Cause: The `slurm.conf` is not configured properly.  
Resolution:
1. Run the following commands:
```
slurmdbd -Dvvv
slurmctld -Dvvv
```
2. Verify `/var/lib/log/slurmctld.log` file.

## How to resolve the "Ports are unavailable" error?
Cause: Slurm database connection fails.  
Resolution:
1. Run the following commands:
```
slurmdbd -Dvvv
slurmctld -Dvvv
```
2. Verify the `/var/lib/log/slurmctld.log` file.
3. Verify: `netstat -antp | grep LISTEN`
4. If PIDs are in the **Listening** state, kill the processes of that specific port.
5. Restart all Slurm services:
```
slurmctl restart slurmctld on manager node
systemctl restart slurmdbd on manager node
systemctl restart slurmd on compute node
```
		
## What to do if Kubernetes Pods are unable to communicate with the servers when the DNS servers are not responding?  
Cause: With the host network which is a DNS issue.  
Resolution:
1. In your Kubernetes cluster, run `kubeadm reset -f` on the nodes.
2. In the management node, edit the `omnia_config.yml` file to change the Kubernetes Pod Network CIDR. The suggested IP range is 192.168.0.0/16 and ensure that you provide an IP that is not in use in your host network.
3. Execute omnia.yml and skip slurm using __skip_ tag __slurm__.

## What to do if the time taken to pull the images to create the Kubeflow containers exceeds the limit and the Apply Kubeflow configurations task fails?  
Cause: Unstable or slow Internet connectivity.  
Resolution:
1. Complete the PXE booting/ format the OS on the manager and compute nodes.
2. In the omnia_config.yml file, change the k8s_cni variable value from calico to flannel.
3. Run the Kubernetes and Kubeflow playbooks.  

## How to resolve the "Permission denied" error while executing the `idrac.yml` file or other .yml files from AWX?
Cause: The "PermissionError: [Errno 13] Permission denied" error is displayed if you have used the ansible-vault decrypt or encrypt commands.  
Resolution:
* Provide Chmod 644 permission to the .yml files which is missing the required permission. 
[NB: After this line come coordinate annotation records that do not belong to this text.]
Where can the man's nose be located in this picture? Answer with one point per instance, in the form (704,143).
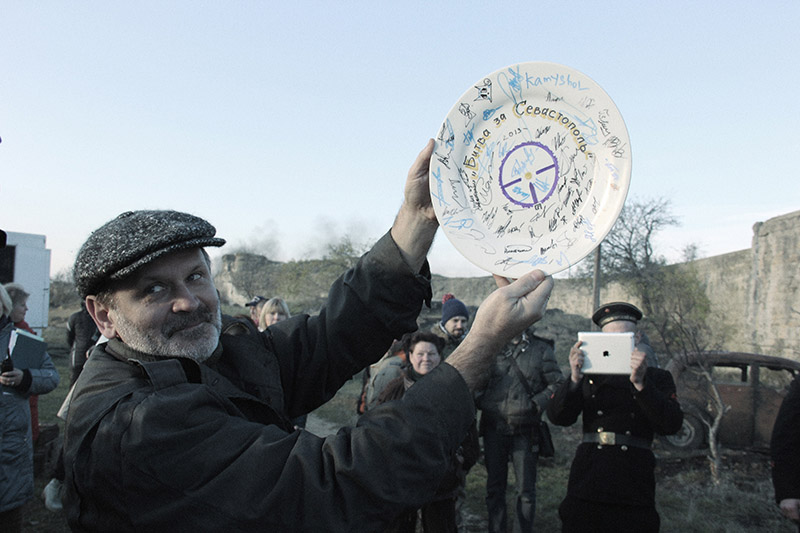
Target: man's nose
(185,300)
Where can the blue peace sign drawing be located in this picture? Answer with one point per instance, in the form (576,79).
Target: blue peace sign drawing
(528,174)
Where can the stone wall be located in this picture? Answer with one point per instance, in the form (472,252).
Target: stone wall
(773,308)
(755,293)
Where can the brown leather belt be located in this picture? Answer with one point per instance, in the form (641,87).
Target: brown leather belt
(607,438)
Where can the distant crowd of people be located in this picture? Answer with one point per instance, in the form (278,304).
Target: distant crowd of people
(181,418)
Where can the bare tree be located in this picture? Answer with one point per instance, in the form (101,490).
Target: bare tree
(673,298)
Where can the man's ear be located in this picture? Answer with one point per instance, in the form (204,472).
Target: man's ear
(99,313)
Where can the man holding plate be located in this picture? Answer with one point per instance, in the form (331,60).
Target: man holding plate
(175,425)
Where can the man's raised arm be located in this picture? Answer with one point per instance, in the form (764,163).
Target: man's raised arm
(416,223)
(503,315)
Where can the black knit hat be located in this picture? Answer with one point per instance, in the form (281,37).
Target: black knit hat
(451,306)
(134,239)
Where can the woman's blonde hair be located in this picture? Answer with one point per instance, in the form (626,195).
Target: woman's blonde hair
(16,292)
(5,302)
(272,305)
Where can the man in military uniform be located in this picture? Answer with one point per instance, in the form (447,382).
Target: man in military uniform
(612,482)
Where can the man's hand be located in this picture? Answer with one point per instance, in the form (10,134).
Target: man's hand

It is suggested that you use the ansible-vault view or edit commands and that you do not use the ansible-vault decrypt or encrypt commands.

## What to do if LC is not ready?
Resolution:
* Ensure LC is in a ready state for all the servers.
* Launch iDRAC template.

## What to do if the network CIDR entry of iDRAC IP in /etc/exports file is missing?
Resolution:
* Add additional network CIDR range of idrac IP in the */etc/exports* file if iDRAC IP is not in the management network range provided in base_vars.yml.

## What to do if a custom ISO file is not present in the device?
Resolution:
* Re-run the *control_plane.yml* file.

## What to do if the *management_station_ip.txt* file under *provision_idrac/files* folder is missing?
Resolution:
* Re-run the *control_plane.yml* file.

## Is Disabling 2FA supported by Omnia?
Resolution:
* Disabling 2FA is not supported by Omnia and must be manually disabled.

## The provisioning of PowerEdge servers failed. How to resolve the issue and reprovision the servers?
Resolution:
1. Delete the respective iDRAC IP addresses from the *provisioned_idrac_inventory* on the AWX UI or delete the *provisioned_idrac_inventory* to delete the iDRAC IP addresses of all the servers in the cluster.
2. Launch the iDRAC template from the AWX UI.